Nick Kyriazi, president of North Side's East Allegheny Community Council, says there's no distinction between graffiti and vandalism and doesn't approve of it anywhere, not even the miles-long display of larger-than-life sized portraits (burners) along the East Busway path that makes that bus ride more pleasant for some.

 

"It is painful to look at," says Kyriazi. "I try to look away, but if you look inside the bus, the markings there are just as painful. It hurts every time I look at graffiti. I can not suffer anymore."

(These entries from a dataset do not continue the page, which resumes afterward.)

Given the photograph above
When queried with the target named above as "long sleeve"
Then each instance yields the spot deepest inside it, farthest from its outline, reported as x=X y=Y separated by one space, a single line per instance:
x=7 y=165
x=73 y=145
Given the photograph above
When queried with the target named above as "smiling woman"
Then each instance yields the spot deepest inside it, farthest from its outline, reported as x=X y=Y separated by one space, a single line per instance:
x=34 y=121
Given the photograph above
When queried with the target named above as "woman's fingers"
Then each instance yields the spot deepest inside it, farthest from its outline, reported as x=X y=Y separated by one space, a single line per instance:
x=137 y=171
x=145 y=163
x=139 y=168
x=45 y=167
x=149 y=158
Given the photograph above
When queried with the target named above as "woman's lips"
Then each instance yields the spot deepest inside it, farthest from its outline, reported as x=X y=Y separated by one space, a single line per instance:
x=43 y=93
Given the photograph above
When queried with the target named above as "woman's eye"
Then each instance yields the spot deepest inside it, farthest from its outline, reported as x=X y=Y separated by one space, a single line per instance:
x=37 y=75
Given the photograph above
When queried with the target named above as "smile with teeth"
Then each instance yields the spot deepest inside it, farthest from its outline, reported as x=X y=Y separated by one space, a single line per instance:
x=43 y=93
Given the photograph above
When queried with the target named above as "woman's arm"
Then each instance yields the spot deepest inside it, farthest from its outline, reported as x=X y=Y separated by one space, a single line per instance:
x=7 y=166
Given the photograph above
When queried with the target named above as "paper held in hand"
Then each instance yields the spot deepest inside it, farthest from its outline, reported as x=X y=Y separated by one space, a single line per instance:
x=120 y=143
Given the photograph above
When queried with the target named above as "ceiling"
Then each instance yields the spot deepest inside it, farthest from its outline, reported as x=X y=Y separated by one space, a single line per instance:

To eradicate graffiti, a "freelance brigade" of deputized citizens should be formed to patrol and levy fines on those caught red-handed, he says. Although jailing them would go against Kyriazi's libertarian principles, he adds, they should "suffer" through fines of up to $500. 

 

In other cities across America where graffiti is deemed a problem, community activists have spoken out against policies they felt criminalized urban youth. But states have enacted similar penalties to Kyriazi's proposal. California's Proposition 21 in 2000, for instance, made any act of vandalism resulting in more than $400 worth of damage a felony, with the possibility of three years' jail time.

 

But graffiti complaints from the public may actually be on the decline. According to Pennsylvania Uniform Crime Reporting System statistics, fewer vandalism crimes were reported in 2004 (24,056, of which 236 were unfounded complaints) than any other year since 2000 (26,374, 323 unfounded). At least a third of those arrested for vandalism in Pittsburgh since 2000 have been juveniles, including 234 kids under age 10.

 

In McKees Rocks, Mayor John Muhr has issued ordinances and assembled task forces to see that no wall-art goes up without his review. Just a few weeks ago, Muhr ordered city workers to paint over a mural by Homewood residents Kyle Holbrook and Maurice Solomon on the side of a newly opened nail shop. The colorful design, completed with the aid of local children, featured pictures of McKees Rocks kids, including 4-year-old DeAvery Lyons, who was hit by a car and killed in April.

 

It was Holbrook's second mural covered up in McKees Rocks. In each case, he had the permission of the business owner and was paid to do them. The first mural, painted in January, was commissioned by a county agency to send an anti-smoking message. It adorned the wall of a printing company and was then blocked by trees placed by owners of a neighboring funeral home who felt the "loud colors" offended their customers. (See news briefs, Jan. 27, "McKees Rocks Can't See Mural for Trees.") Muhr said publicly he didn't approve of this mural, either.

 

While Muhr is up for re-election, wall-art won't be an issue, since he's running unopposed.

 

Some of Peduto's supporters have their own graffiti solution. Justin Strong, owner of the arts community magnet Shadow Lounge in East Liberty (and a Black Professionals for Peduto member) says he's grown more conservative in his thinking since becoming a business proprietor.

 

"You cross the line when you hit our bathrooms and we end up paying for it," he says of graffiti writers. "But if you give them space in the city then we can do this without prosecuting and they don't have to do it illegally. You have to give them some ownership."

 

Concludes Mosley, of the Peduto campaign, about his candidate's anti-graffiti stand: "[Peduto] sees it as an economic development tool to bring people back to the city ... it's not a wholesale indictment of the art form. We can't advocate for the illegal posting of tags on people's walls, but we do need to find safe, legal ways for people to put up their work because it can be inspirational."